While not intimately familiar with International Emergency Economic Powers Act, Opsahl noted that this situation reminds him of a case the EFF took part in in the nineties that established that “code is free speech” (Bernstein v. Department of Justice) and therefore protected under the First Amendment (also see the 2011 SCOTUS ruling on video games in the case Brown v. Entertainment Merchants).
“I’m not as familiar with like the case law that comes out of this act, whether it has a judicial determination, but there is in a different context (a lot of which I’m very familiar with) which is about sanctions for encryption software where years ago in the nineties the courts determined that code is speech. It is something that is within the protections of the First Amendment. And so something that bans a form of speech raises First Amendment concerns.”
Whatever measures the Administration or lawmakers could manage to successfully deploy against ByteDance, Opsahl feels that those efforts would likely run afoul on constitutional grounds because they would be overly broad. In a perfect world for critics, the government might somehow compel both Apple and Google to remove the app from their storefronts, and in an even broader move (which is also highly unlikely) the U.S. government might require users to uninstall the app from their devices.
“For a lot of those people, probably the vast majority, there are not any realistic national security concerns with the kinds of communications they are using it for, so a ban would not be narrowly tailored for the particular circumstances, which is something that is important in first amendment analysis, whether it is narrowly tailored or overly broad.”
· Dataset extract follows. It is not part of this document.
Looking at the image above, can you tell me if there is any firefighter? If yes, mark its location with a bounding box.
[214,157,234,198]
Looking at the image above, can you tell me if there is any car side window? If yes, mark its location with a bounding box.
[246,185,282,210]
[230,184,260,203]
Finally, Opsahl feels that even the U.S. Treasury’s Committee on Foreign Investment in the United States (CFIUS) investigation into ByteDance’s 2017 acquisition of Musical.ly which led to the formation of TikTok in the U.S., will face legal challenges.
“I’m not as familiar with what powers are granted to them. They are a part of the executive branch and so all the constitutional issues would apply regardless of what any statute said. But I actually am not very familiar with what the statutes say and their powers are.
“So putting aside for the moment their ability to unwind something a couple years old and how that works, the question that sort of comes to my mind on the Musical.ly issue is what aspects of that acquisition, if it was unwell, are necessary to provide the TikTok software that we have today.”